Now that your book is published, you can just sit back, relax, and watch the sales come in. Right? Wrong!
There’s one crucial thing you must do if you expect to earn anything from your book, and that’s to promote it. After all, according to the New York Times, hundreds of thousands of new books are published every year. How will people buy your book if they don’t know it exists?
However, promoting your eBook is not as simple as emailing friends or sending buy-my-book messages to your friends and your friends’ friends in Facebook. You would want to promote, not to spam people. Here are some of the more effective ways of promoting your work.
- Come up with a marketing plan. You would want a strategic way of promoting your book to get the most return out of your investment. What are your goals, and how will you achieve them? What tools are you going to use and how will you monitor the effectiveness of those tools? If you have no idea how to make a marketing plan, do some research. There are a lot of good reading materials on the web nowadays.
- Use social media. If you’re a published author, it’s a mistake not to harness the power of social media to promote your work. Make it a part of your marketing plan to sign up for a Twitter account to connect with potential readers. You can use a Facebook page as well; you can either have one for yourself as an author, or you can create one fan page for each book you publish. Just remember, don’t spam your friends or your fans with promotional tweets or status updates. Create content (for both Twitter and Facebook) that are useful or entertaining for them.
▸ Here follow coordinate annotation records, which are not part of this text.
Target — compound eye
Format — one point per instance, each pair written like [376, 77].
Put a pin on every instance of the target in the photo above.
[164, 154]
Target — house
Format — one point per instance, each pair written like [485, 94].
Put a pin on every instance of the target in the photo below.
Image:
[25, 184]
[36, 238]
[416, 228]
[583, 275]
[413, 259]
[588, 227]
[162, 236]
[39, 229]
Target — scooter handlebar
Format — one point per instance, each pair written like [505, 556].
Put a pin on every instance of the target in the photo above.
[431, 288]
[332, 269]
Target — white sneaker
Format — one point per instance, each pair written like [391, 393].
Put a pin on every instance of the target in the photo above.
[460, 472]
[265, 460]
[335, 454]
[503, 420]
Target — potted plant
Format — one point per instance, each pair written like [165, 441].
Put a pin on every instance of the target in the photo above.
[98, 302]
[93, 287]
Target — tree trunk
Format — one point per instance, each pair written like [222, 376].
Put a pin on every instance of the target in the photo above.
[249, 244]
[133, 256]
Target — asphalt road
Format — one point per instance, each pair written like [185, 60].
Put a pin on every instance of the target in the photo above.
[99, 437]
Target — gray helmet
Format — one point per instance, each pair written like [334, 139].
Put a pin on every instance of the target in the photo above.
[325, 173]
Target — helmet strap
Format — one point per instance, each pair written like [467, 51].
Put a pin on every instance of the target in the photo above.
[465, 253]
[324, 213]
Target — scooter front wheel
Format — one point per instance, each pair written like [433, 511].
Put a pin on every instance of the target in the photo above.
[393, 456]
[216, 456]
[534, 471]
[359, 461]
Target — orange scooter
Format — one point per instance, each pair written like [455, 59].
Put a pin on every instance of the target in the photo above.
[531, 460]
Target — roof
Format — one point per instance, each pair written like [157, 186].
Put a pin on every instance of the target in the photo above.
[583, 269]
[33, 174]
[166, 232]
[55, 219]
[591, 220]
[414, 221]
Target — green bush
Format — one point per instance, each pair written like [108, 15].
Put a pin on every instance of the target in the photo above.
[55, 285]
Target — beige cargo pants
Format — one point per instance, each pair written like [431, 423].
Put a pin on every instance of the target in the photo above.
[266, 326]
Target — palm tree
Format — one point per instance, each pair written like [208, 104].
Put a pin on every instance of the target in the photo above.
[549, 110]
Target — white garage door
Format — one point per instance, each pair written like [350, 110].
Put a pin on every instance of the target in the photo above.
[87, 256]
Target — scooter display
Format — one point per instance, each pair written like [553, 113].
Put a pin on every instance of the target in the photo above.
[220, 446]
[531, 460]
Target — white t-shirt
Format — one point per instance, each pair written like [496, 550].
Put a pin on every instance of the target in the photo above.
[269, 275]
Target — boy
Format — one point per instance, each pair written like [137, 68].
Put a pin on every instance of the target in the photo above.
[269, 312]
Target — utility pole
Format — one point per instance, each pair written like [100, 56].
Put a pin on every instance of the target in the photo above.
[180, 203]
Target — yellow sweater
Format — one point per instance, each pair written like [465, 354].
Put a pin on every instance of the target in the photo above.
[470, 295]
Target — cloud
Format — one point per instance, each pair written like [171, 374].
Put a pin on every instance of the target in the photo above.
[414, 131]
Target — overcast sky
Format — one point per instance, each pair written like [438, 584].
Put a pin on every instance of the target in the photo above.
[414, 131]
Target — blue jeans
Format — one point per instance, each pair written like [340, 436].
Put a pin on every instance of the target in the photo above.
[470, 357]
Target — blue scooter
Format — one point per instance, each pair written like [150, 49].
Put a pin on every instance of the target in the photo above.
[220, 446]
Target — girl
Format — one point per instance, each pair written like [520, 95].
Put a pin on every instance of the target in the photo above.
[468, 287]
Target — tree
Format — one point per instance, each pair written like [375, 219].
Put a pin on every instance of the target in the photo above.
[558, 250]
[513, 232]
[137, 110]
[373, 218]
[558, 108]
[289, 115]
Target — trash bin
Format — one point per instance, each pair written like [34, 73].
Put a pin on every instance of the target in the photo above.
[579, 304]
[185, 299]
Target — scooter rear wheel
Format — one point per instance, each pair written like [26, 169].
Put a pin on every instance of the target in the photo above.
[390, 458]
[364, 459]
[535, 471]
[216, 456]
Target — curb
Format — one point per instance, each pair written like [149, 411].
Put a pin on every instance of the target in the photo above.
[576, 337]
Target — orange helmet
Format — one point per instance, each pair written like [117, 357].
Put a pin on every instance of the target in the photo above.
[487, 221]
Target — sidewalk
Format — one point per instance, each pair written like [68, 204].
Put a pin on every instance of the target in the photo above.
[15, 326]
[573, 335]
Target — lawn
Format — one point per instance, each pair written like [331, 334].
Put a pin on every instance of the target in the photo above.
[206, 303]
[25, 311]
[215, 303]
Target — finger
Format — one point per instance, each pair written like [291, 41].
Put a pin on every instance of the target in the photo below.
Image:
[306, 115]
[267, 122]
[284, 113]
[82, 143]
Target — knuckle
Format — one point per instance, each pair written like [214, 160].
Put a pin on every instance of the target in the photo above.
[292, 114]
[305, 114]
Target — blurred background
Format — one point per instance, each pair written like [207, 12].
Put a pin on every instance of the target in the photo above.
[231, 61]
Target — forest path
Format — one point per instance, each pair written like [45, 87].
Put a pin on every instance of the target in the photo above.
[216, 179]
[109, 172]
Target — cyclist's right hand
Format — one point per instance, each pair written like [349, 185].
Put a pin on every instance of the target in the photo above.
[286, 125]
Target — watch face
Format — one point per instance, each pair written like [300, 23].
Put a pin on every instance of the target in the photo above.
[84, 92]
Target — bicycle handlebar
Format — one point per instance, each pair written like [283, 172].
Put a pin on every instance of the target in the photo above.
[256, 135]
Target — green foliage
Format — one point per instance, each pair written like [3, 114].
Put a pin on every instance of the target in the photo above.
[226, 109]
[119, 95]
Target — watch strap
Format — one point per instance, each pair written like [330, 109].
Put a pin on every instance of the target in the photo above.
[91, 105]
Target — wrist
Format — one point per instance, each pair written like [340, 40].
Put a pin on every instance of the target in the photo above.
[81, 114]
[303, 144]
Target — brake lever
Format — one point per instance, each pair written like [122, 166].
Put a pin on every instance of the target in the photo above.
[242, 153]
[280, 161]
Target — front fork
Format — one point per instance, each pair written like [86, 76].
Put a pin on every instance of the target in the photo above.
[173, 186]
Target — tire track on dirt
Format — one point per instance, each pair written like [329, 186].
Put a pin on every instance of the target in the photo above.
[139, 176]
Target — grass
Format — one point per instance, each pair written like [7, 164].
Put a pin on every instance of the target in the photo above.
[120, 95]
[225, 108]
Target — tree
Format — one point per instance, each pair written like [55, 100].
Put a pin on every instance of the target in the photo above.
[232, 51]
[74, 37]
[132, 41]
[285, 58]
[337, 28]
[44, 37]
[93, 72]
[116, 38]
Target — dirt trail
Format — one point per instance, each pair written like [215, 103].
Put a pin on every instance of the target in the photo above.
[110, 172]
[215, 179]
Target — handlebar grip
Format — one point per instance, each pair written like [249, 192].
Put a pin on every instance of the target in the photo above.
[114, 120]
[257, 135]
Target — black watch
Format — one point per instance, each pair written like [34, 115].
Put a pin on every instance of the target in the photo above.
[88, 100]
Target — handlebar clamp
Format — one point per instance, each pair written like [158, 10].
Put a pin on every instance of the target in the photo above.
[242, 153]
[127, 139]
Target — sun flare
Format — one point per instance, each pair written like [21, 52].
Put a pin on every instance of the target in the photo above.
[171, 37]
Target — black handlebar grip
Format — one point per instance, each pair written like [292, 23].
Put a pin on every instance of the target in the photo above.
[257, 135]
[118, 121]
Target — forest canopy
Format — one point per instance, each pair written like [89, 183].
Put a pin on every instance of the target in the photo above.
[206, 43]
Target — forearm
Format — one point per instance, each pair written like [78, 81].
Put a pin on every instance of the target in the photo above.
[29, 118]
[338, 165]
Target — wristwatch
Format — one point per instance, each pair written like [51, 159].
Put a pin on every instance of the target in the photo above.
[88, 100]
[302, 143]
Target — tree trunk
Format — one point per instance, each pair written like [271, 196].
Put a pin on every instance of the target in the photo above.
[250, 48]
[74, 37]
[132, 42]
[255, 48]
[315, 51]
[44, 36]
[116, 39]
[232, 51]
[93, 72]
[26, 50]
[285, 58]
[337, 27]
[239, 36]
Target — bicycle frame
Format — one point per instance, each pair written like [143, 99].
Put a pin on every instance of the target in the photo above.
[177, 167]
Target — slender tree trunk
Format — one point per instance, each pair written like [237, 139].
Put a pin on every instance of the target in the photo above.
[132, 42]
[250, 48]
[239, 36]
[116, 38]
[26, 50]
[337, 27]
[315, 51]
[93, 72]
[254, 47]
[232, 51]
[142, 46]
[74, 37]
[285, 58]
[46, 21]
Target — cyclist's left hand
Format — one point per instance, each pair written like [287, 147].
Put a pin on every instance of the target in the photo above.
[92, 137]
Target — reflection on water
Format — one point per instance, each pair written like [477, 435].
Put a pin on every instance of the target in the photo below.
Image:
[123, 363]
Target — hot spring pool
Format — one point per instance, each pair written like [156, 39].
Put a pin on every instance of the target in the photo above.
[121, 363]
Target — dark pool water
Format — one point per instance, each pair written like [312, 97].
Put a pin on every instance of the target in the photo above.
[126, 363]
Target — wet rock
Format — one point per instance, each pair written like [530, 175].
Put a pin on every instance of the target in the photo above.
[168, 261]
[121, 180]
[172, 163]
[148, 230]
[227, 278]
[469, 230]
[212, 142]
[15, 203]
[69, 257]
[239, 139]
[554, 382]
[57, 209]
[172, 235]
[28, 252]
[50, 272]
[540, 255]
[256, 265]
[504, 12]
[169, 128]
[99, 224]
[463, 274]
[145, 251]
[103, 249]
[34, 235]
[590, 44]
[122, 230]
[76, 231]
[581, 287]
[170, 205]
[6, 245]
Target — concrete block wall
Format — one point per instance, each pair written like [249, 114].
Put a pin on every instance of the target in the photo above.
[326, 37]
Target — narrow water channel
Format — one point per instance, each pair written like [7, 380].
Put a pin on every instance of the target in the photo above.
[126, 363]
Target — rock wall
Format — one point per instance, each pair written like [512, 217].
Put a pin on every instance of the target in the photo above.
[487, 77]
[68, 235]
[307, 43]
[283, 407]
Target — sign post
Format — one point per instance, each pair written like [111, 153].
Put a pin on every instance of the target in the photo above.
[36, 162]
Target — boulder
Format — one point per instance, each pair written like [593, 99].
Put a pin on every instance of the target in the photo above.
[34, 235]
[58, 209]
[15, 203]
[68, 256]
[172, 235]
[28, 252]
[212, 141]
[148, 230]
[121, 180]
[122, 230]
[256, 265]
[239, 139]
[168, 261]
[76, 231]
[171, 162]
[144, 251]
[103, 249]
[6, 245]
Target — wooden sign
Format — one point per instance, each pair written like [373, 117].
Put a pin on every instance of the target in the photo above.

- Connect with bloggers or other authors. Networking can do wonders for your sales. Come up with a list of the top 20 bloggers who write book reviews. Contact them and let them know how you find their blog. Give a brief introduction about yourself, but don’t immediately ask them to promote or write a review of your book. These bloggers get pitched daily; if you don’t seem aggressive, they can take the time to get to know your work. Once you have established a little rapport, you can bring up a proposal, e.g., if they promote your work through a post or their newsletter, they can have a commission for every book sold through their site. Don’t limit yourself to book blogs, though. You can also tap bloggers in the same niche as your book.
- Create a sampler of your book that readers can download for free. A lot of successful self-published authors swear by this strategy. Offer one to two chapters free for readers to download, and then let them know that if they would like to read more, they can buy it. It works because customers are wary nowadays of buying a book whose quality they are not sure about. Too many books look good on the outside but are crap inside. By letting readers peek into the first chapter or two, they can get an idea of what they’re buying. If a lot of readers in Amazon download your book as well (even if it’s for free), it will give the impression of demand and can even put your work on the charts.
- Create a sales page. You can have it on a website or blog, but make sure that it’s a separate page. Make sure to highlight what the book is all about, what the readers can get from it (value), and how it has helped others (i.e., through testimonials). Include a call to action—ask the readers to buy it, and of course, provide a link to whichever online retailer you may have uploaded the book.